Deveres Unilaterais

O Estado é o dono disto tudo. O Estado é o único que tem deveres.

É verdade que pagamos muitos imposto e que passamos grande parte do ano a trabalhar para pagá-los em vez de usufruímos do rendimentos do nosso trabalho, como deveria ser.

Por outro lado, é recorrente ler-se, em especial nas redes sociais os desabafos dos cidadãos em relação ao que o Estado não faz e muito pouco a elogiar. Também é verdade que o Estado nem sempre faz o que lhe compete e é um péssimo pagador. No entanto isso não afasta dos cidadãos as suas responsabilidades, ainda para mais se pagamos tantos impostos deveríamos ter mais atenção ao espaço público, já que grande parte do que é feito é com o nosso dinheiro.

Lamentavelmente os cidadãos parecem esquecer-se disso, querem obra feita e quando a mesma é feita querem que seja o Estado a olhar por ela. Claro que o Estado tem o dever zelar pelos bens públicos que disponibiliza para os seus cidadãos mas não terá o cidadão de ter também um papel ativo nisso? Parece-me que é um problema cultural, muito português a falta de intervenção cívica e uma óbvia dificuldade em elogiar o excelente trabalho ou um bom desempenho. Parece que o fazer bem é uma coisa que naturalmente tem de acontecer, já o que sai mal é uma desgraça e deve ser penalizada de imediato! Não somos cidadãos exemplares, o Estado também é feito de pessoas, com falhas e qualidades não é uma entidade abstrata constituída por fantasmas.

O Estado somos todos nós. Elegemos um conjunto de pessoas para nos representar que farão durante um período de tempo a gestão do Estado mas cabe-nos a todos nós, como cidadãos vigiar e cuidar dos espaços que partilhamos e que são para utilização comum. Sempre que sujamos o chão, deixamos o cãozinho fazer um cocó no meio da rua, deixamos monos gigantes junto aos contentores ou na via pública, partimos um baloiço ou deixamos uma árvore morrer de sede estamos a demitir-nos do nosso papel de cuidadores do espaço público.

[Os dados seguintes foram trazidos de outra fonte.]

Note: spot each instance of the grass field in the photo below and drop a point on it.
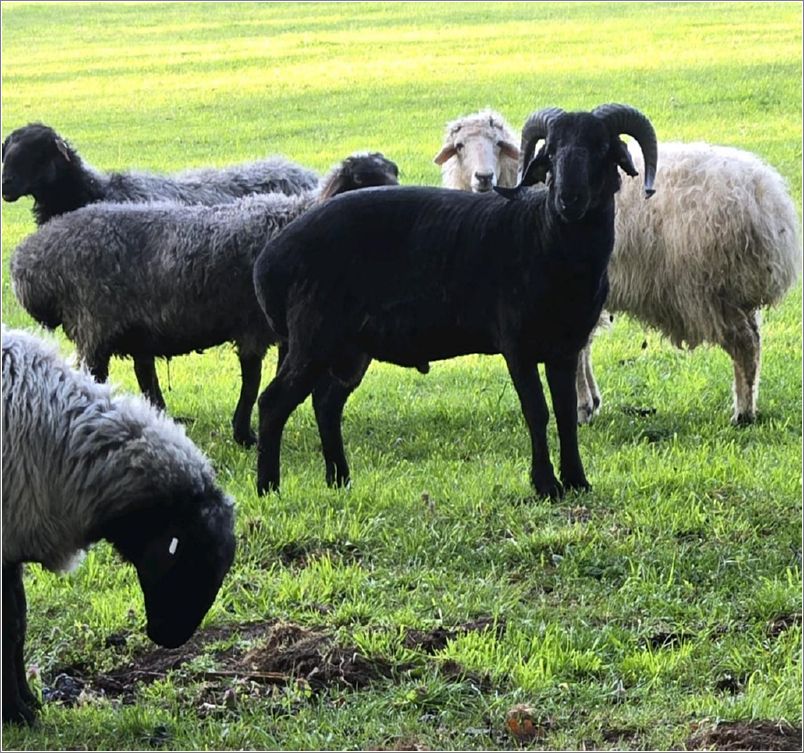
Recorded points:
(665, 601)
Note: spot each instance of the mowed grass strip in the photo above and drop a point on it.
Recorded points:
(630, 617)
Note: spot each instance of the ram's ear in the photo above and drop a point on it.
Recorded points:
(64, 150)
(623, 158)
(508, 149)
(446, 153)
(537, 169)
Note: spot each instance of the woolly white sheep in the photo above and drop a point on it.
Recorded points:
(81, 464)
(479, 152)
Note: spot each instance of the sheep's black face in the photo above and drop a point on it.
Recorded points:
(369, 170)
(181, 568)
(578, 155)
(31, 159)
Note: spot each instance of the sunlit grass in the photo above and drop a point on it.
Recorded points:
(692, 530)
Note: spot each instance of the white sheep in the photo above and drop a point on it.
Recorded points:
(718, 242)
(81, 464)
(698, 261)
(479, 152)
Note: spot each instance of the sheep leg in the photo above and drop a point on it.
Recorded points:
(743, 343)
(279, 399)
(585, 388)
(145, 371)
(329, 399)
(250, 374)
(597, 399)
(525, 377)
(98, 366)
(561, 376)
(17, 696)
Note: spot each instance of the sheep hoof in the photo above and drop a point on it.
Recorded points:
(550, 488)
(582, 485)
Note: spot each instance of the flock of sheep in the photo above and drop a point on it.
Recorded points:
(338, 270)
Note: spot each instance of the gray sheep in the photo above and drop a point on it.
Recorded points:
(80, 465)
(152, 280)
(38, 162)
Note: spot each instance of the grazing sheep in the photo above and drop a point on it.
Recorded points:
(697, 264)
(150, 280)
(38, 162)
(479, 152)
(409, 275)
(80, 465)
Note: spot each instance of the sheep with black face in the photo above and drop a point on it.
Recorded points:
(721, 242)
(410, 275)
(80, 465)
(38, 162)
(162, 280)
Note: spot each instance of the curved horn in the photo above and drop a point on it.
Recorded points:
(535, 128)
(626, 119)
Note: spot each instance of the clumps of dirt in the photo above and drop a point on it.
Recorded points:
(402, 743)
(619, 735)
(783, 622)
(638, 411)
(430, 641)
(526, 725)
(295, 651)
(65, 687)
(301, 553)
(666, 639)
(759, 735)
(278, 654)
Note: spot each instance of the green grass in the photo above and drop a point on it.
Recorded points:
(692, 528)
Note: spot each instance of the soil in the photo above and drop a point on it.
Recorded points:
(275, 653)
(430, 641)
(760, 735)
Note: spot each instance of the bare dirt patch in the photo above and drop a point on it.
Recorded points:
(783, 622)
(430, 641)
(759, 735)
(272, 653)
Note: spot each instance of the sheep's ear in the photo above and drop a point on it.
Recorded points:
(509, 149)
(536, 171)
(64, 150)
(623, 157)
(446, 153)
(333, 187)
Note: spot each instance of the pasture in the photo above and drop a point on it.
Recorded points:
(417, 609)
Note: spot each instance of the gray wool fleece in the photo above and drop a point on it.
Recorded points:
(74, 454)
(179, 272)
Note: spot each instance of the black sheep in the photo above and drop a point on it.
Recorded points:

Nunca existirão varredores de rua suficientes para limpar todas as máscaras que caem ao chão nem as recolhas se farão em dias festivos, sabemos disso não é? Mas insistimos entupir os caixotes do lixo no natal sabendo que também aquelas pessoas, que fazem aquele trabalho, estão em casa a celebrar. Os moradores dos bairros assumem que tem de ser a câmara ou a junta de freguesia a limpar tudo a qualquer hora e momento mas são incapazes de regar as plantas ou as árvores que têm à porta de casa.

A juntar a isto tudo ainda temos pessoas que se insurgem quanto à disciplina de cidadania que as escolas começaram a lecionar. Não são apenas as questões de género ou sexualidade que estão em causa é o respeito por nós próprios, pelo outros e pela comunidade. Já andámos de carro sem a obrigatoriedade dos cintos de segurança, já deitamos papeis e beatas para o chão por acharmos normal e hoje tudo isto parece estranho! Aprendemos a reciclar e a transformar e procuramos adotar comportamentos mais amigos do ambiente, pequenos gestos que constroem uma sociedade melhor.

É assim que nasce uma consciência cívica saudável, fazemos por nós e pelos outros porque nem os deveres ou as obrigações são unilaterais.